2024-06-20 12:01:13.130375: I tensorflow/tsl/cuda/cudart_stub.cc:28] Could not find cuda drivers on your machine, GPU will not be used.
2024-06-20 12:01:13.131371: I tensorflow/core/platform/cpu_feature_guard.cc:182] This TensorFlow binary is optimized to use available CPU instructions in performance-critical operations.
To enable the following instructions: AVX2 FMA, in other operations, rebuild TensorFlow with the appropriate compiler flags.
2024-06-20 12:01:13.818277: W tensorflow/compiler/tf2tensorrt/utils/py_utils.cc:38] TF-TRT Warning: Could not find TensorRT

The first set of parameters specifies settings that remain constant across different experiments. The second set of parameters refers to settings that change across individual experiments. Eventually, there are going to be three plots that compare the weight space approximated to the hybrid Matheron rule – each plot refers to a different input domain, and the number of input dimensions increases across plots (from left to right). In each plot, the x-axis refers to the number of training examples and the y-axis refers to the \(log_{10}\) Wasserstein distance to the exact posterior GP when evaluated at the test point locations. Within each plot, the weight space approximated Matheron results are indicated in orange and the hybrid Matheron results in blue. For each approximation type, three curves are shown with a differing number of Fourier features to approximate the exact kernel.

[2]:

# settings that are fixed across experiments
kernel_class = RBF  # choose alternatively kernel_class = Matern52
noise_variance = 1e-3  # variance of the observation model
num_test_samples = 64  # number of test samples for evaluation (1024 in the paper)
num_experiment_runs = 4  # number of experiment repetitions (64 in the paper)

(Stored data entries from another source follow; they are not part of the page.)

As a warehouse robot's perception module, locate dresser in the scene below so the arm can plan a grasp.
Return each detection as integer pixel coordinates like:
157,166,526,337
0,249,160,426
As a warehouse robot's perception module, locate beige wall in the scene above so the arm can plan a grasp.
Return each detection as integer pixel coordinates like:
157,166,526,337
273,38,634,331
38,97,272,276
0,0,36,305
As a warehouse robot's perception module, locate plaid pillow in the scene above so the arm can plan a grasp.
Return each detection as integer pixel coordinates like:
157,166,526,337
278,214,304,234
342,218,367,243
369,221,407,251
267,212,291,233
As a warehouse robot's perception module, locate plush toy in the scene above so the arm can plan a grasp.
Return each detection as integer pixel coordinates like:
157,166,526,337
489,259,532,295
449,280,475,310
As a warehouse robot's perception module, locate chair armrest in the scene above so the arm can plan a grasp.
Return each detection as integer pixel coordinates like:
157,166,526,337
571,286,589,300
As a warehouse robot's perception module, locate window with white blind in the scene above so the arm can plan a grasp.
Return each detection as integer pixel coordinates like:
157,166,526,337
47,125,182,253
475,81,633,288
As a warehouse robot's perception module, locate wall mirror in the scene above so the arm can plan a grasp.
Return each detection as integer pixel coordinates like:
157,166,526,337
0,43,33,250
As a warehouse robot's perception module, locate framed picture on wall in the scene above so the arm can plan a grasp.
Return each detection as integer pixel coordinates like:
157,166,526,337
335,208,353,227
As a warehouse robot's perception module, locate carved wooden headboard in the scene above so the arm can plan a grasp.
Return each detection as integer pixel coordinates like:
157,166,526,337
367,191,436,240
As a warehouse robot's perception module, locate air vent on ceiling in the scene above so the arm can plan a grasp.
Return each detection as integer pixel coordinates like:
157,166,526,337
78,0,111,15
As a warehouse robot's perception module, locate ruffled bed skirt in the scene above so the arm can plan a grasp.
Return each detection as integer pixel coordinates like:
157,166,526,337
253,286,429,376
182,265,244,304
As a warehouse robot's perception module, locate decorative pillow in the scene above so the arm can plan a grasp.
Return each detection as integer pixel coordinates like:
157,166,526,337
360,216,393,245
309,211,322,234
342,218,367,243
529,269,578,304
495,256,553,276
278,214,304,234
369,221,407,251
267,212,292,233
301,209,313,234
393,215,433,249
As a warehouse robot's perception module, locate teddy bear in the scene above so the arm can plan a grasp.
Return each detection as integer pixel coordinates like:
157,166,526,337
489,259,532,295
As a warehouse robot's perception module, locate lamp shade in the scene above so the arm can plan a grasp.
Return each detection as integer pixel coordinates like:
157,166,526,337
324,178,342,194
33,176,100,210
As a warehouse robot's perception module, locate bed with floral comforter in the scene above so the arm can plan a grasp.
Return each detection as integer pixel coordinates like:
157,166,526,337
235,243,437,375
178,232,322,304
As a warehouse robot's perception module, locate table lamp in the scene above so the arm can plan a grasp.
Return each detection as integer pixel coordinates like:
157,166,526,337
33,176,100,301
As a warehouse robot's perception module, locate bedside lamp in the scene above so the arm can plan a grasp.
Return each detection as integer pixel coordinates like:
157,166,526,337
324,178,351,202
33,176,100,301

# settings that vary across experiments
num_input_dimensions = [2, 4, 8]  # number of input dimensions
train_sample_exponents = [2, 4, 6, 8, 10]  # num_train_samples = 2 ** train_sample_exponents
num_train_samples = [2 ** train_sample_exponent for train_sample_exponent in train_sample_exponents]
num_features = [
    1024,
    4096,
    16384,
]  # the actual number of features is num_features += num_train_samples

The method below computes the mean and the covariance matrix of an exact GP posterior when evaluated at test point locations. Note that you can also use this method to analytically compute predictions of the Matheron weight space approximated posterior GP when passing a KernelWithFeatureDecomposition object that approximates a kernel with feature functions.

[3]:

def compute_analytic_GP_predictions(X, y, kernel, noise_variance, X_star):
    """
    Identify the mean and covariance of an analytic GPR posterior for test point locations.

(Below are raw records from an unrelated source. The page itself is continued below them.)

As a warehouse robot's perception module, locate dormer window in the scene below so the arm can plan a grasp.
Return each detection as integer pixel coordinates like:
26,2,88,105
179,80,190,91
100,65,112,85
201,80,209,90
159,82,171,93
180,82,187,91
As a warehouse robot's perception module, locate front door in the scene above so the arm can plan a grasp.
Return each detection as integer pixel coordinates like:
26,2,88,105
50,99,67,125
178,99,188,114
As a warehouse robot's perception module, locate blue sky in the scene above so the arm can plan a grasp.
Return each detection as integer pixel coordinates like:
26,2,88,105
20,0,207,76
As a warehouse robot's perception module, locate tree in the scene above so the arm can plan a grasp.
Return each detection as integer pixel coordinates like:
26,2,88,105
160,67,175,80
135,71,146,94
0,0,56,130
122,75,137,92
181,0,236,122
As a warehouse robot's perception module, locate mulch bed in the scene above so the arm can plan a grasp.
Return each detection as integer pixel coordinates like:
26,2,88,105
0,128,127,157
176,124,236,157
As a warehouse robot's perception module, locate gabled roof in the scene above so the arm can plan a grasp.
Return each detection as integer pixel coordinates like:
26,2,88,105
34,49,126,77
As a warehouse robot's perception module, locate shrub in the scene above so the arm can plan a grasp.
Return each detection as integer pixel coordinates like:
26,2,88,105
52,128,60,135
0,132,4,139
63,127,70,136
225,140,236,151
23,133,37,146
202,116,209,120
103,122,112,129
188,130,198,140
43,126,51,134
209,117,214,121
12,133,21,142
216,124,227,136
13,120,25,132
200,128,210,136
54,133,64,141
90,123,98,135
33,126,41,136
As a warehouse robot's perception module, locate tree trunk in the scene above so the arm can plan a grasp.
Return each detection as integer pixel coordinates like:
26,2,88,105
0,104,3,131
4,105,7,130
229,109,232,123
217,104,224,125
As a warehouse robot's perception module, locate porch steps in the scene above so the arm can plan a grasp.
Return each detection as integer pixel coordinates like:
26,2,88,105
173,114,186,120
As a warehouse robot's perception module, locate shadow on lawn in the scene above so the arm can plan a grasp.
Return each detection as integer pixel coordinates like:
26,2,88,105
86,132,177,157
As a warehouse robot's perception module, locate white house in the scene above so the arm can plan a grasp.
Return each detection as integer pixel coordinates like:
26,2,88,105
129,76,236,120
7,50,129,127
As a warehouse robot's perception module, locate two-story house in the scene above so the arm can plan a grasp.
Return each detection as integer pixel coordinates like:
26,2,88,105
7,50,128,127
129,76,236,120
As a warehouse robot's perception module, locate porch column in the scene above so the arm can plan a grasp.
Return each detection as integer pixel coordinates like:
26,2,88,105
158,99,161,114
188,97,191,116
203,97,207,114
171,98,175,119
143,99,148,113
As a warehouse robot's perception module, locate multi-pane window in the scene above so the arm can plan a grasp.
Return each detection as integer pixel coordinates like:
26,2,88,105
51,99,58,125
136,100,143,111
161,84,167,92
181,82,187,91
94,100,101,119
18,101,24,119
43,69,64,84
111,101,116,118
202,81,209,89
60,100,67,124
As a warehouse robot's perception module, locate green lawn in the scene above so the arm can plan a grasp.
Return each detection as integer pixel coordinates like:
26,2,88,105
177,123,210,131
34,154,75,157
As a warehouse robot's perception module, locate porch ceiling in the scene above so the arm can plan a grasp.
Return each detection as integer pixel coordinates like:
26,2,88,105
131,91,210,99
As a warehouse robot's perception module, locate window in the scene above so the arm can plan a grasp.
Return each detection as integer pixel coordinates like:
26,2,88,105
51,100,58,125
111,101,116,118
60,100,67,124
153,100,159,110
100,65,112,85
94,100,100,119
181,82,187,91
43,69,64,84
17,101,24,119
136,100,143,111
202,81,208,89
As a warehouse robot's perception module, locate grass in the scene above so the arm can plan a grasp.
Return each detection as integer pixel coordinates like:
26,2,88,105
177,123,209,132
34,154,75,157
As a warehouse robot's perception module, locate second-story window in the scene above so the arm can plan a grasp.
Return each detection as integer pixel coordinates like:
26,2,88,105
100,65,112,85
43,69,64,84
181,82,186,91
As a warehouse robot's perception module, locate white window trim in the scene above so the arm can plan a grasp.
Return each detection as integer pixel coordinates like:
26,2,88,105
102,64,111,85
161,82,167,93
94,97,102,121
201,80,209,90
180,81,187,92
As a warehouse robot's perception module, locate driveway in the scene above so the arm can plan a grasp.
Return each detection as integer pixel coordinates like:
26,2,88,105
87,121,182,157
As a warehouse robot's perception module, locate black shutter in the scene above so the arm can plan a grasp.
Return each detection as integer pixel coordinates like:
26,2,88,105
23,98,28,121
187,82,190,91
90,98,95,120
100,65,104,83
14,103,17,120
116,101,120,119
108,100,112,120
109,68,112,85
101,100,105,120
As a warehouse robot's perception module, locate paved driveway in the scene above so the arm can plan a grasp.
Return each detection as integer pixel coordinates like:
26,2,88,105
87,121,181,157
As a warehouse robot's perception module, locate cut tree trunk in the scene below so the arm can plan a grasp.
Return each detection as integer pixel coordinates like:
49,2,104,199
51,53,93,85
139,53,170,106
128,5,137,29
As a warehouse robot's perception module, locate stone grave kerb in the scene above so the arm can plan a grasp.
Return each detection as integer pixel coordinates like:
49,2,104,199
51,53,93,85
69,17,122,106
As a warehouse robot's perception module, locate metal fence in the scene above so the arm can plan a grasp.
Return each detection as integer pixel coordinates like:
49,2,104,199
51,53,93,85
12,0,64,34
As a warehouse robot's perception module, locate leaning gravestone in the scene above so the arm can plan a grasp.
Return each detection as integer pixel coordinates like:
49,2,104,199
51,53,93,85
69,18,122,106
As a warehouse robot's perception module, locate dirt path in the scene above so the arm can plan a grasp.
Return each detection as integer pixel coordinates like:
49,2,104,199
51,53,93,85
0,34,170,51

    :param X: The train point locations, with a shape of [N x D].
    :param y: The train targets, with a shape of [N x 1].
    :param kernel: The kernel object.
    :param noise_variance: The variance of the observation model.
    :param X_star: The test point locations, with a shape of [N* x D].

    :return: The mean and covariance of the noise-free predictions,
        with a shape of [N*] and [N* x N*] respectively.
    """
    gpr_model = GPR(data=(X, y), kernel=kernel, noise_variance=noise_variance)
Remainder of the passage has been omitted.